Member of Kerala Legislative Assembly
- In office 13 May 2011 – 19 May 2016
- Preceded by: constituency created
- Succeeded by: Parakkal Abdulla
- Constituency: Kuttiady

Personal details
- Born: 1 August 1961 (age 64) Kunnummel
- Party: Communist Party of India

= K. K. Lathika =

Indian politician

K. K. Lathika (born August 1, 1961) is an Indian politician and former MLA of Kuttiady. She is the daughter of Shri K.K. Kunhichathu and Smt. Sarojini and married P Mohanan, currently the district secretary of CPI(M) in Kozhikode. She has two sons, Julius Nikithas and Julius Mirshad. The marriage of her son Julius Nikithas to Sayomi received applause for the simplicity in its conduct.

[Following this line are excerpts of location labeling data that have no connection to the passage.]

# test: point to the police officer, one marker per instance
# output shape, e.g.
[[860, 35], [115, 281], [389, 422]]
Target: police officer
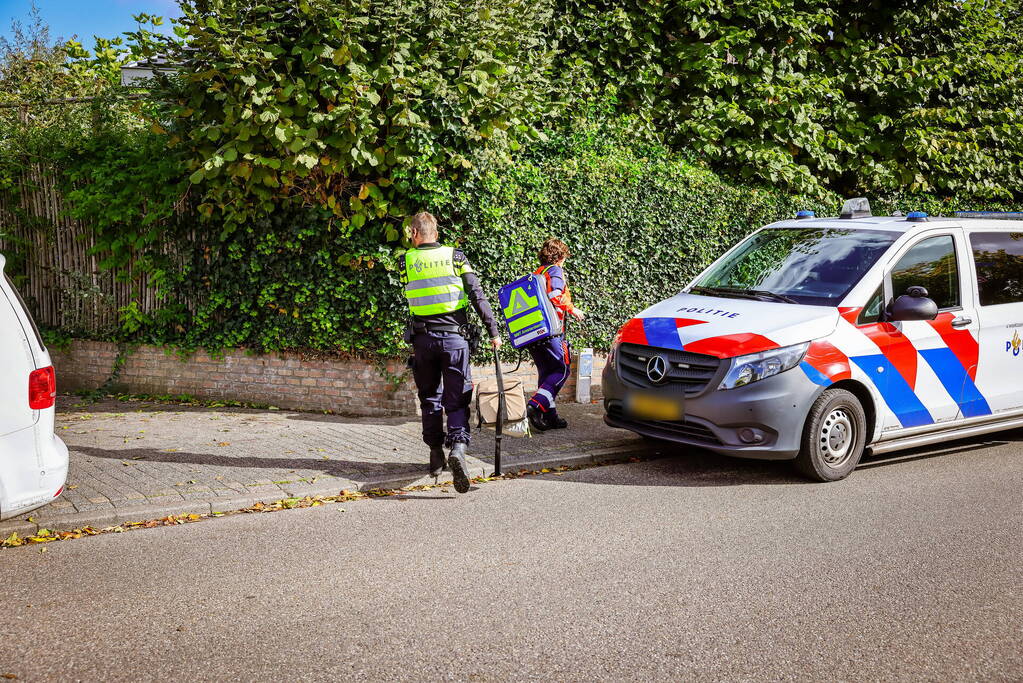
[[439, 286]]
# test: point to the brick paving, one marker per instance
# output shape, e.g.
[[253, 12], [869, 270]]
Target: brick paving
[[138, 460]]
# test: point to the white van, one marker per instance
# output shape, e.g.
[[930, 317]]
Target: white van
[[33, 459], [816, 338]]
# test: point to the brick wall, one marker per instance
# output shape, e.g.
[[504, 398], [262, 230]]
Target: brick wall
[[285, 380]]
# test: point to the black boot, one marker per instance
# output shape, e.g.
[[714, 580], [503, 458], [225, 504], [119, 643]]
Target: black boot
[[437, 460], [536, 418], [459, 470], [553, 420]]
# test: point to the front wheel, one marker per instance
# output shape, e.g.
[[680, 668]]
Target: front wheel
[[833, 438]]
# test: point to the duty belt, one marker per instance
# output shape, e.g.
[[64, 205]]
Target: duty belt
[[419, 326]]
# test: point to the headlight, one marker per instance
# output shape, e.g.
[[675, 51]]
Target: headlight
[[747, 369]]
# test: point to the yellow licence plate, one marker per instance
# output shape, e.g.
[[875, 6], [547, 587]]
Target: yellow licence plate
[[647, 407]]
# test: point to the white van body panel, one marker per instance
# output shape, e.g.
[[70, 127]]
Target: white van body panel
[[33, 459]]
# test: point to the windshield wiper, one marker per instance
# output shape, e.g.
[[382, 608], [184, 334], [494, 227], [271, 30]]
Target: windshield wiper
[[756, 294], [773, 296]]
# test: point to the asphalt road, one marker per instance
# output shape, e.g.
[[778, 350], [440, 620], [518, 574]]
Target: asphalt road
[[686, 567]]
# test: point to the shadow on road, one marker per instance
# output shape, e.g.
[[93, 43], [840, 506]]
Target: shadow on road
[[353, 469], [690, 466]]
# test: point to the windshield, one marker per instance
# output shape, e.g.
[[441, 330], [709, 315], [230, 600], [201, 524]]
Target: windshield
[[816, 266]]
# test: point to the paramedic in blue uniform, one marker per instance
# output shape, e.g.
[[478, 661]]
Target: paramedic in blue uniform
[[552, 356], [439, 287]]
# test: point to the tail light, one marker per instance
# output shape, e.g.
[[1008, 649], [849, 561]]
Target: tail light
[[42, 389]]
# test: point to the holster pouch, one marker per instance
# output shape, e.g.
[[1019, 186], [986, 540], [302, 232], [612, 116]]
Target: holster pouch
[[472, 334]]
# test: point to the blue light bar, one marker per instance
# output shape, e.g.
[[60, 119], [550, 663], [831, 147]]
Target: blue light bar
[[996, 215]]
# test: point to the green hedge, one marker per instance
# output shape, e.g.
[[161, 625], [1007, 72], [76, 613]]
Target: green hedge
[[638, 226], [639, 220]]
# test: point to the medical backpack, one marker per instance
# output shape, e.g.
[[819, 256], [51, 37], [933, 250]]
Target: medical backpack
[[528, 312]]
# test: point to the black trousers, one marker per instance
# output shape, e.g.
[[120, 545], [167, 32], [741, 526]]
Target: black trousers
[[444, 383]]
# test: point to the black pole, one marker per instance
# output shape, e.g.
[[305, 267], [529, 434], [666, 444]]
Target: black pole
[[500, 414]]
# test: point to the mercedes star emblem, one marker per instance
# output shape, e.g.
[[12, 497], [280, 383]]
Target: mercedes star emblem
[[657, 369]]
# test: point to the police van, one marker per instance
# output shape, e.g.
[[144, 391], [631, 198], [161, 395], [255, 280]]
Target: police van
[[816, 338], [33, 459]]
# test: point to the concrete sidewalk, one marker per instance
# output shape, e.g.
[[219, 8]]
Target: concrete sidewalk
[[138, 460]]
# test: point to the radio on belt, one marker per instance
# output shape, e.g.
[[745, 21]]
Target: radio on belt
[[528, 313]]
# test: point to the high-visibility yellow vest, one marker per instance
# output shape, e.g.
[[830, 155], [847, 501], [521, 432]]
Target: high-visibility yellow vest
[[433, 281]]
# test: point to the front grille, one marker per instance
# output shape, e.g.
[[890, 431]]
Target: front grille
[[696, 372], [684, 428]]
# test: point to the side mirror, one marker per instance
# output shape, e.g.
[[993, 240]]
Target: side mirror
[[914, 305]]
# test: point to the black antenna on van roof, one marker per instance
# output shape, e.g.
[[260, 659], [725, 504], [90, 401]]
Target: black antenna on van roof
[[856, 208]]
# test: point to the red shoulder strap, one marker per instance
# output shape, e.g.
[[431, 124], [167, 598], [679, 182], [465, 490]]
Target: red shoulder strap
[[542, 270]]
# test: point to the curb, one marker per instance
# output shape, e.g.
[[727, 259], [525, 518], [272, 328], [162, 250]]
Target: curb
[[113, 516]]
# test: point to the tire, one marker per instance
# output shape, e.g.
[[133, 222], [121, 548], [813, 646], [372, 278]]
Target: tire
[[833, 437]]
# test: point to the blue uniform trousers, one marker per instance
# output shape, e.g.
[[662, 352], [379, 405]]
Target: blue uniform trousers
[[444, 382], [552, 361]]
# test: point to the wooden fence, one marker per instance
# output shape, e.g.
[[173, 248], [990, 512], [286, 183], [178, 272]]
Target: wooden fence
[[59, 274]]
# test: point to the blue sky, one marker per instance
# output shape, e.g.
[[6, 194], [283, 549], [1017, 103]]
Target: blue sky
[[85, 18]]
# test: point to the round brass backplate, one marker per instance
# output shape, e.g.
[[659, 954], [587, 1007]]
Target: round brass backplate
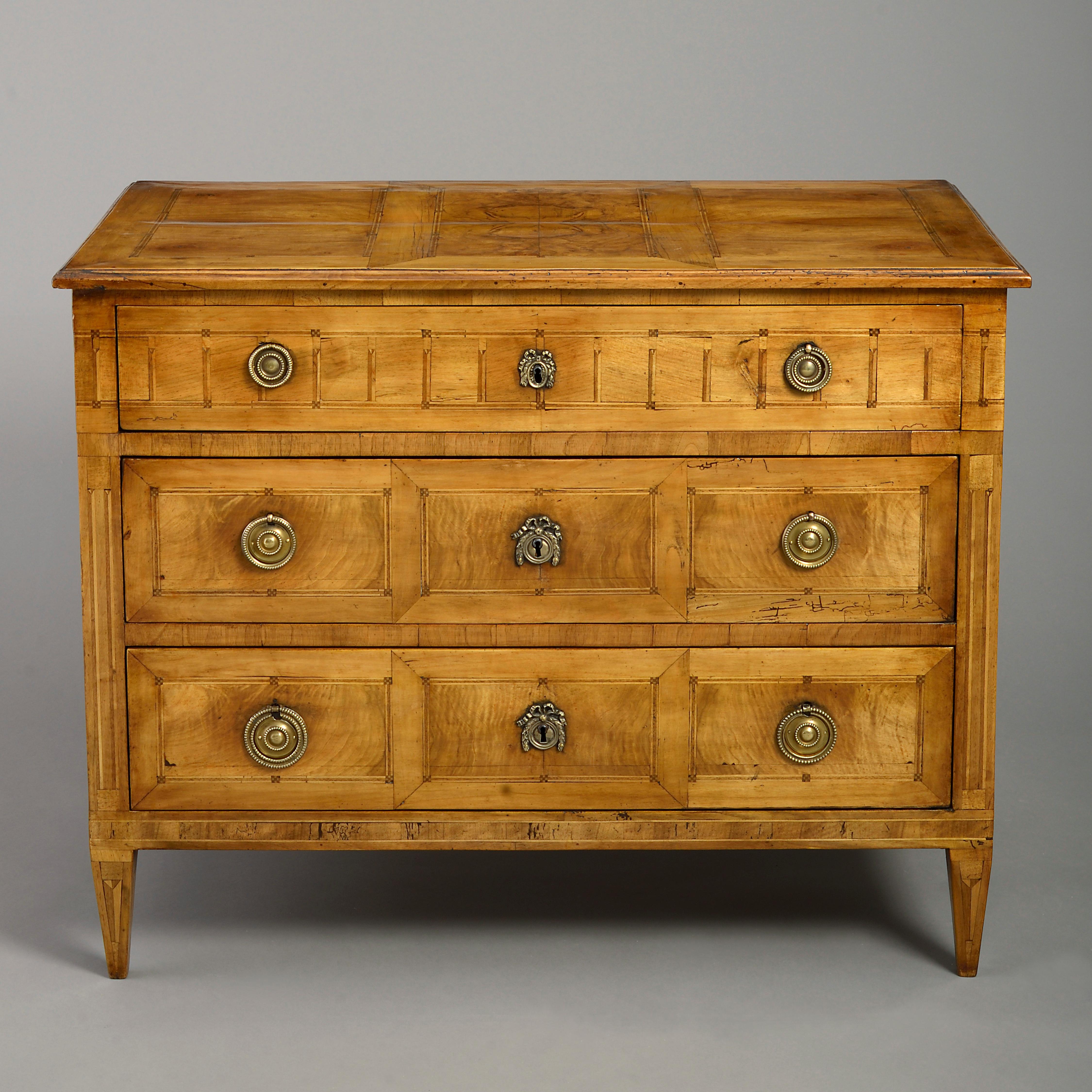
[[270, 365], [809, 368], [807, 734], [276, 736], [269, 542], [810, 541]]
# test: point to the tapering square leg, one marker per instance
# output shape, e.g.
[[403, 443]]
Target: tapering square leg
[[114, 872], [968, 883]]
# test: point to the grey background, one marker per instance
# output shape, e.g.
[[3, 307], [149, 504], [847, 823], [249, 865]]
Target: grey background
[[551, 971]]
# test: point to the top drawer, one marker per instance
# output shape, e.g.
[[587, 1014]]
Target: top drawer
[[457, 368]]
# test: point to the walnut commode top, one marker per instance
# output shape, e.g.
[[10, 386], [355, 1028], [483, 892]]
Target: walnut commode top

K.K. Lathika started her political life through Students Federation of India. She was active in both Democratic Youth Federation of India and All India Democratic Women's Association (AIDWA). She was the president of Kunnummel Grama Panchayat from the period 1995- 2005 and during her tenure the Panchayat was selected for 'Best Grama Panchayat' Award in Kozhikode district. In 2011, she won in Kuttiady (State Assembly constituency) with a majority of 6,972 votes. She couldn't repeat her success in 2016 elections in the same constituency. In 2015, K.K. Lathika along with fellow legislators Jameela Prakasham, Geetha Gopi, E S Bijimol and K Suleekha filed a sexual assault complaint against Congress MLA Sivadasan Nair for his aggression inside the legislative assembly.